Well this is interesting news, but as in the past with SCF, this news creates more questions than answers:
1. When did the facility get put into place and drawn on, and did SCF pay the notes on time or late?
2. What is the interest rate on the facility?
3. Is a very strongly senior secured facility, ranking ahead of debenture holders, really 'too difficult for banks'? That bad, really?
For more comments on SCF see http://davidhillary.blogspot.com/2009/10/share-market-to-south-canterbury.html

thought you had bets on SCF going down this week Davo..

And perhaps they did, hence my question whether they failed to make the payment on the notes on time.

I've just called Geoff Sensescall who was listed as the contact for the market announcement by PGC, who confirmed that the facility was put in place and the advance made to SCF today. So ... perhaps SCF did run out of cash and default on the notes payment after all?

Yup - you should have guessed. PGC, thruough Perpetual Asset Managment, is a cornerstone investor in the Torchlight Fund, having put $15m into the the $75m facility to SCF. This guy Kerr needs to be watched. There is a big money go around starting here and begining to smell like those Money Managers type people.

If this new facility ranks ahead of debenture holders........
and debenture holders are guaranteed by Govt.........
isnt the Govt position weakened ????
OR has crafty Kerr bagged himself a junk loan, at junk rates, guaranteed by Govt.

Will SCF now lend money to crafty Kerr, and backwards and forwards, and backwards and forwards. ???????

Surely not the Kiwi MUMS and DADS friends" MONEY MANAGERS",YEAH RIGHT!!!

You are right that it ranks ahead of debenture holders (and this is allowed, subject to limits, by the trust deed), and that it subordinates the debenture holders (and government's) position.

Given the PGC facility ranks ahead of debenture holders would it not be necessary for SCF to disclose the terms of the facility so investors can assess the merits or otherwise of investing in SCF.

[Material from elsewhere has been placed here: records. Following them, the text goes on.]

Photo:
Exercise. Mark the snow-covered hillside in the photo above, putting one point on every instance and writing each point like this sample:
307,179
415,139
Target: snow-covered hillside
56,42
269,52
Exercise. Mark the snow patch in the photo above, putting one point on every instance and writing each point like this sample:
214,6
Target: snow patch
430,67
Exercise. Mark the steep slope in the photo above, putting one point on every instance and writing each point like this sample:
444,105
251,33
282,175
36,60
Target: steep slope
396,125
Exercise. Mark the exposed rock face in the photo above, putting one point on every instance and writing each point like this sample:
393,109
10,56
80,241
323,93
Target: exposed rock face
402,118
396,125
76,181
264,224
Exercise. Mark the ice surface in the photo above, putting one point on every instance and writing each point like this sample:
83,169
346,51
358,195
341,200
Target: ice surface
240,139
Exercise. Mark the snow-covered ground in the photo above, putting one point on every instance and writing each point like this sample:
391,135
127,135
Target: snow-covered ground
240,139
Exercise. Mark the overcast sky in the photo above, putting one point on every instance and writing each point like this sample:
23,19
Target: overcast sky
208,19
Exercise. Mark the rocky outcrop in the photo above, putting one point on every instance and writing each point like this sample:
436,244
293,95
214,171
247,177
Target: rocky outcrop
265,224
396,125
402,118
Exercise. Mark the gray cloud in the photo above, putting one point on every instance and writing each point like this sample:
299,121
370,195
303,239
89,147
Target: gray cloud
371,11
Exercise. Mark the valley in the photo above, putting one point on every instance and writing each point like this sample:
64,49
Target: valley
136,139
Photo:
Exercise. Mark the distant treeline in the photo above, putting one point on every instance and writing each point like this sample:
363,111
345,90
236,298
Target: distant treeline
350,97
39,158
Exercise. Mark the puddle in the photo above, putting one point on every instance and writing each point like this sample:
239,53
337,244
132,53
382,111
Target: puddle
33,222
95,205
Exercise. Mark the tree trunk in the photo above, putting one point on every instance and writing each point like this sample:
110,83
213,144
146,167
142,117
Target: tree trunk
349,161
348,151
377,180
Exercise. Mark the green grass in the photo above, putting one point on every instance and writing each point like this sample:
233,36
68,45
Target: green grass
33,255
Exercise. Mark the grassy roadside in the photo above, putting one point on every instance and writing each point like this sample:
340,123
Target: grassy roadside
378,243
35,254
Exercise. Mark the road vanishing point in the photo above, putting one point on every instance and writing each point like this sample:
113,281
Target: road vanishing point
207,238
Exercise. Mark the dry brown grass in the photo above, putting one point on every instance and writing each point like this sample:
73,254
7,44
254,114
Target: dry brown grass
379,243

While I acknowledge PGC/Tourchlight has assumed the security position previously held by the US investors, it would be helpful to know when the facility matures and what the cost is to SCF.

If as some people have suggested PGC are charging interest at greater than 10% then why would anyone consider investing in SCF at 8% when you have less security.

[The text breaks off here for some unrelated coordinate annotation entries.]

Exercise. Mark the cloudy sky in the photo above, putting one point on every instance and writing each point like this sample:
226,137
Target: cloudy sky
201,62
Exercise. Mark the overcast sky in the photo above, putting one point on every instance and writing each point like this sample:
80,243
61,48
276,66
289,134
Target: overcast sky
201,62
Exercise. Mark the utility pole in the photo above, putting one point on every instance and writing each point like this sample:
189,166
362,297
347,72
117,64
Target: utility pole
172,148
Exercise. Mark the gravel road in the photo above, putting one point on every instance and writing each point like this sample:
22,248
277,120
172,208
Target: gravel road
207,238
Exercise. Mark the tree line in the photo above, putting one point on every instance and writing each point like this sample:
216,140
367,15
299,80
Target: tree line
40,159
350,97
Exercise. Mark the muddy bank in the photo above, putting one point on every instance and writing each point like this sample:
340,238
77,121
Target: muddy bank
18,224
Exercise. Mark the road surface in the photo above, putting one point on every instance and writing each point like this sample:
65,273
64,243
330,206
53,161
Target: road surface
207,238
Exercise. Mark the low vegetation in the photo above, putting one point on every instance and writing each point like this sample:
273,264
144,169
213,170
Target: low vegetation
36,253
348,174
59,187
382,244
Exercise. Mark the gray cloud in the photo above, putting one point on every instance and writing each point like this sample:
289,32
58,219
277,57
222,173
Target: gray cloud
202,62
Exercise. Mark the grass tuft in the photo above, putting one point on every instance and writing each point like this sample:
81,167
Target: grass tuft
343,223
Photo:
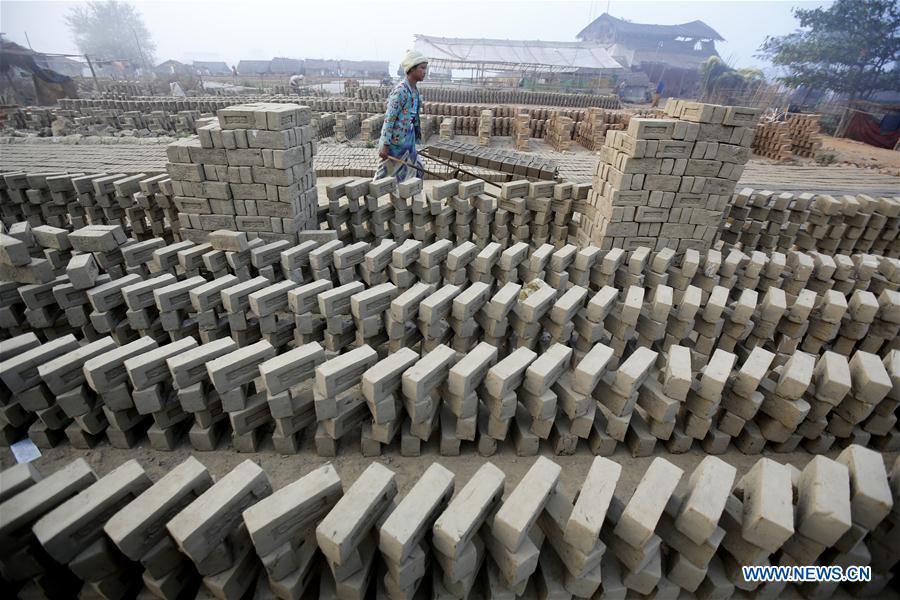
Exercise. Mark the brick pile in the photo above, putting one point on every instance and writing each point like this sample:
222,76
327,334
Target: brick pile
251,172
772,140
763,220
665,183
559,132
804,131
187,535
639,327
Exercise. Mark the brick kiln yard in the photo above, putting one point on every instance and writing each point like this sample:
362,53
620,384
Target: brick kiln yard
584,387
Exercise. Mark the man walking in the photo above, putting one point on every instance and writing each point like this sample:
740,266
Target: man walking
397,145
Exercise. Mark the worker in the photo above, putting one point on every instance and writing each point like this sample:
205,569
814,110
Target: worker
401,123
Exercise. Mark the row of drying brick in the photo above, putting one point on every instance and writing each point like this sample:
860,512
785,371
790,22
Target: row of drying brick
764,220
479,391
119,533
807,301
141,204
458,211
665,182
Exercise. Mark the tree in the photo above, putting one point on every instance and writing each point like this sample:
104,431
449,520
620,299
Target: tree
717,77
111,30
851,47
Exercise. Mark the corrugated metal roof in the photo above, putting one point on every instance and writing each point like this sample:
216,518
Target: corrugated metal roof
499,55
694,29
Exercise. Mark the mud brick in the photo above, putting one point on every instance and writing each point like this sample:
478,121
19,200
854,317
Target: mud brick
428,373
823,505
752,372
20,372
140,295
17,478
507,375
768,518
640,516
383,379
374,301
70,527
512,522
304,299
582,529
351,520
18,344
26,507
871,382
177,295
291,368
343,372
466,375
459,523
189,368
708,489
870,500
65,371
407,525
240,367
287,515
206,522
552,522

Is this a play for SCF assets by PGC? For $75m will Kerr be in a position to apply pressure on SCF/Hubbard to divest assets at prices favorable to PGC. The government and/or investors will be left to pick up the short fall.

The government should not allow SCF to incurr additional liabilities (i.e. issue debentures) until it can demonstrate it has sufficient equity and liquidity to servive its existing maturities and liabilities.

SCF is dependent upon new investment (debentures) to service existing interest and principal payments. With a significant portion of the assets providing little return, and in many cases interest income being capitalised it is likely SCF does not have sufficient cash flow to service its debts unless the issuance of new debentures exceeds payments. It sounds a bit like a Ponzi scheme.

And what do you think will happen when the inevitable downgrade occurs? No government guarantee, no future. can SCF realise its assets quick enough to meet the shortfall? Very unlikely unless the likes of PGC come swooping in at heavily discounted prices.

All in all, it still looks like an uphill battle for SCF.